Dataloader adding extra dimension, I don't know why

Abhishek_Gupta · May 31, 2023, 11:00am

Let me explain the secenry which i think is not important. I have created a tensor of images length of which is 30 so its shape is (30,3,448,448) where 3 is color channel and 448 is the pixel values.

But after passing it through DataLoader:
train_data = DataLoader( batch_size = 32, shuffle = False, dataset = train_data )

where x_train has the shape of mentions above.

After doing the above operation with DataLoader the shape of train_data becomes (30,30,3,448,448). Now my Question from where did that 30 came from as i was expecting (30,3,448,448)

Hope You all understand the problem

ptrblck · May 31, 2023, 6:57pm

I don’t fully understand the issue as I would expect to see an output batch from the DataLoader in the shape [batch_size=32, 30, 3, 448, 448] since the DataLoader will add the batch dimension containing batch_size samples.
Also, x_train is undefined so I assume you are passing it to the DataLoader instead of train_data?

Abhishek_Gupta · June 1, 2023, 4:42am

Yes my bad ! While posting by mistakenly wrote train_data instead of x_train

Why would it add batch_size in dim = 0, because i think dataloader works here to divide the data in size of batch_size so if the data has size n so it will divide data such each batch will have size (32,3,448,448). Here n = 30, so there will be only one batch of (30,3,448,448)
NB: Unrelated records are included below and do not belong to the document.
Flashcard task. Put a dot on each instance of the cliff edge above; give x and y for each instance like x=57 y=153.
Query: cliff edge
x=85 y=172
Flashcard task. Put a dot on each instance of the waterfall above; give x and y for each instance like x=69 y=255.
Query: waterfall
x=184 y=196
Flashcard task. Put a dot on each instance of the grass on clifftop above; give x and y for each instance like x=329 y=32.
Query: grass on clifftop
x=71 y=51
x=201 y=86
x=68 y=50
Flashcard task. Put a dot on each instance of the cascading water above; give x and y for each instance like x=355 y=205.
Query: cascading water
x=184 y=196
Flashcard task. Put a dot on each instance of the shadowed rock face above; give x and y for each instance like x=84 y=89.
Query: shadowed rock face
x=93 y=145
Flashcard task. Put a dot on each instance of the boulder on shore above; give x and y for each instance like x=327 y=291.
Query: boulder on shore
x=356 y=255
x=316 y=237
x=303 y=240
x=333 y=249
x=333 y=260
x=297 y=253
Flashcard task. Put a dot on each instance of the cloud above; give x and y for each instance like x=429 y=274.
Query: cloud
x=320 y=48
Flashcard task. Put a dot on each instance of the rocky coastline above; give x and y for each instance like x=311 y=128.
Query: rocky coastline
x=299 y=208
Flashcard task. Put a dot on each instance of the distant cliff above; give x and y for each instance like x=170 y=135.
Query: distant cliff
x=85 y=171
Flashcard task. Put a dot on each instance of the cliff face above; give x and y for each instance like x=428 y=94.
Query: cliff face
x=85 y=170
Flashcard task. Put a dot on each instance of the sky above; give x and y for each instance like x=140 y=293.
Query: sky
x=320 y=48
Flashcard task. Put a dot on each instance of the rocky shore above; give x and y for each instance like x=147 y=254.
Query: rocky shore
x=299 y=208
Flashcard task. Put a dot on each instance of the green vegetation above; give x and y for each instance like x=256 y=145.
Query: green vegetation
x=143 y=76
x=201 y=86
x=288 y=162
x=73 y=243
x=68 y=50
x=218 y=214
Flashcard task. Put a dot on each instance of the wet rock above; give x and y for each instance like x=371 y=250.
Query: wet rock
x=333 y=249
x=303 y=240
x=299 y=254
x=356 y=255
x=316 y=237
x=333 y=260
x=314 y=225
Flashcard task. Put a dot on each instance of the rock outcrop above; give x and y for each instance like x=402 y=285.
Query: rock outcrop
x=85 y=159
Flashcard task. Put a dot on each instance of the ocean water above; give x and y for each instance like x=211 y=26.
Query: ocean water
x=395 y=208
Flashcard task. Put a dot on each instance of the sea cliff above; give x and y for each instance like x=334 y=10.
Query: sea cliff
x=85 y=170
I know I am wrong, Please tell me wherever I am wrong

Thank You Sir for replying (@ptrblck )

ptrblck · June 1, 2023, 7:48am

Sorry I might have misunderstood your use case as I thought each sample has a shape of [30, 3, 448, 448], but it seems that’s the overall dataset.
In this case the code works fone for me and I see the expected shape:

train_data = torch.randn(30, 3, 448, 448)
loader = DataLoader(train_data, batch_size=32, shuffle=False)

for data in loader:
    print(data.shape)
# torch.Size([30, 3, 448, 448])